Whatever one’s faith, it’s hard not to believe that this role was somehow meant to be, that by finding the courage to come out publicly, Aldridge was granted this very special opportunity to really connect with and process his past through his art. By the time he came out to his parents, he was 26, and their religious beliefs were transforming into something that was more about faith.

Ben wears tank top by Boss and his own necklace (Photography: Dean Ryan McDaid)

“Over time, my parents were accepting. Perhaps it’s a commonality among queer people that although I wasn’t exiled or rejected, I definitely withdrew. I wasn’t honest with them about who I was. In terms of that, there’s some similarity with Matthew. He completely withdraws from his old life. I think I’ve experienced my own version of that.

“I’m working on it now, being honest about who I am with people from my past. But I still wouldn’t want to put myself in certain situations with people in my church that I grew up with because I don’t want to experience not being accepted. There’s some shared ground there between Matthew and me.”

Winning this year’s Attitude TV Award for The Long Call feels to Aldridge like the cumulation of a long process. “I remember being a teenager in the corner shop and my eyes being drawn to the cover of Attitude and stealing very quick glances at the covers and images, but never allowing myself to really look, not for long,” he says.

“I remember the feelings of intrigue and curiosity that they provoked in me – as well as the feelings of panic and confusion and shame. I couldn’t have envisaged a day where I might be able to reach for this magazine and read it, let alone be on the cover and be recognised for what I do and be proud of it. It feels very significant to me. It’s a real marker.”

Contrary to damaging him as an actor, it seems that Aldridge’s courageous honesty is only rewarding him.
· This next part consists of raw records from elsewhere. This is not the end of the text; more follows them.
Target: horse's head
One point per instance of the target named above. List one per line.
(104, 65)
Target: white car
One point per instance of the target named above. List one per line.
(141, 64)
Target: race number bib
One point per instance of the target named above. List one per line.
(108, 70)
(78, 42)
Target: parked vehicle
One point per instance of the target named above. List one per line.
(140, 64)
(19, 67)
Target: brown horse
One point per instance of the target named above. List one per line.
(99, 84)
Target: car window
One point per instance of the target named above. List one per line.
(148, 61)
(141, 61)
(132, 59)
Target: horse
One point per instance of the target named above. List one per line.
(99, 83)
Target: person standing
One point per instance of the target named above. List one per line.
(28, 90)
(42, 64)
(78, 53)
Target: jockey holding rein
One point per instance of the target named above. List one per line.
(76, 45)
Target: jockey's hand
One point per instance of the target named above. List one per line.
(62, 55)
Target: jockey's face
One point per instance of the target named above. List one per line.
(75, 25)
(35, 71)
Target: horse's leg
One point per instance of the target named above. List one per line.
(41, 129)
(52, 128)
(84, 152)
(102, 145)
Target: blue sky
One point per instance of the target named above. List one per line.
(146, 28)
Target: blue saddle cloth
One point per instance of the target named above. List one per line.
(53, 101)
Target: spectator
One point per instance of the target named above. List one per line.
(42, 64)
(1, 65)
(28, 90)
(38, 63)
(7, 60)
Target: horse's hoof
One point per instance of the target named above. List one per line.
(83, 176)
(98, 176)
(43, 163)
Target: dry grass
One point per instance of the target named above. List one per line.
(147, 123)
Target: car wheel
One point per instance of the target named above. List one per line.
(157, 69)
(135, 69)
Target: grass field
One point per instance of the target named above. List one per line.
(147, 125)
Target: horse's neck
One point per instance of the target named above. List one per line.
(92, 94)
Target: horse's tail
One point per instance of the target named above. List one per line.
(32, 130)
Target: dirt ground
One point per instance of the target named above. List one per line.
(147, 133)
And this time, it’s on his terms. “I think that when you can move through the world truthfully, when you begin to shed a lifetime of shame, filtering and self-monitoring, when you can be authentic and at ease, then surely that shift in dynamic means that the universe aligns in new ways. You are living differently. You are living truthfully. I don’t think of it as a reward, I think of it more as a sum. It may be a pretentious quote, but ‘The truth will set you free.’ I really believe that.”

The Long Call is on ITV this autumn.